2. Si depuis l’émergence de Sheikh Hamad en 1995, le sommet de l’Etat est très ‘progressiste’ en investissant dans l’éducation, la santé, le sport, les infrastructures et vise a moyen-long terme un meilleur futur pour les citoyens qatariens, cela ne veut pas dire que l’ensemble de la société comprend les changements programmes ou les soutiennent entièrement. Le sommet de l’Etat va ce genre de challenges (coupe du monde) comme un objectif commun qui peut fédérer le soutien de la population pour atteindre des objectifs beaucoup plus larges en tant que nation: éducation, mobilisation des femmes sur le marche du travail, sante (sport> lutte contre l’obésité et le diabète), préparation de l’après pétrole. Si le sommet de l’Etat est bien conscient de ces enjeux, le reste de la population n’en prend vraiment conscience lorsque leur quotidien est affecte.

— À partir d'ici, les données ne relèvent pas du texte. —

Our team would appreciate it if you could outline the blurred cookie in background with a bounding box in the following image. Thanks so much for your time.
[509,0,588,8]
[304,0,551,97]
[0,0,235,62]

En gros, le ‘Qatarien moyen’ comme on dirait en France sont contents d’avoir la coupe du monde, mais ne sont pas forcement favorables a un changement de leur mode de vie et de leur contrôle sur la société qui tourne autour du système du Kefala. Et pour le convaincre, l’Emir ne peut pas les prendre de front, mais faire progressivement convaincre sa propre société.

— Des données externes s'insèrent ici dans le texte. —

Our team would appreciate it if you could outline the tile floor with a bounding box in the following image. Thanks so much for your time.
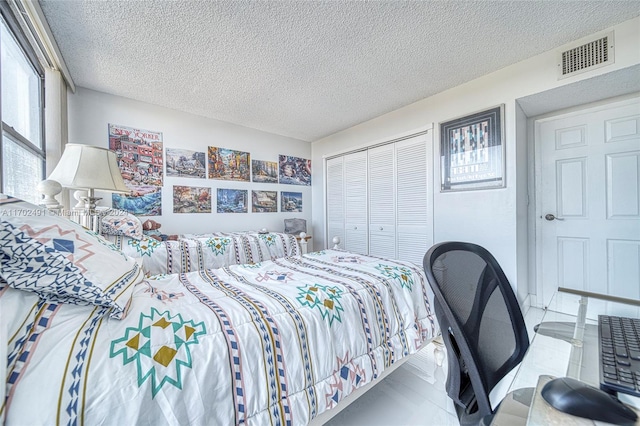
[324,304,546,426]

Il est de notoriété publique a Doha que les familles (a la maison) et business (au travail) qatariens s’opposent vent debout contre cette reforme car elles devront complètement revoir leur mode de vie aussi bien a la maison (maids, drivers) qu’au travail (general manager, comptables qui font tout le boulot a leur place). Pour simplifier, la population active qatarienne est compose a 90% d’expatriés qui occupent toutes les fonctions: des plus basses au plus hautes….Ne cherchez pas de Qatariens sur les chantiers de la coupe du monde, il n’y en a quasiment pas, même les équipes d’inspections du ministère du travail ne sont pas composes de Qatariens. Ce sont des expatries qui ‘exploitent’ et ‘surveillent’ d’autres expatries. Les Qatariens ont pu laisser prospérer ce système car le système de Kefala leur permet de garder la main sur les deux seules choses qu’ils contrôlent dans leur pays et économie: le visa de sortie, et une majorité des parts des business au Qatar. Laisser disparaître le système du kefala va avoir d’énormes retombées sur la vie quotidienne des citoyens qataris: augmentation du turn over, augmentation des salaires pour les petites mains, augmentation des arnaques, et surtout ils vont devoir aller vraiment bosser et pour une grande partie d’entre eux, la coupe du monde ou autres événements n’en vaut pas la peine.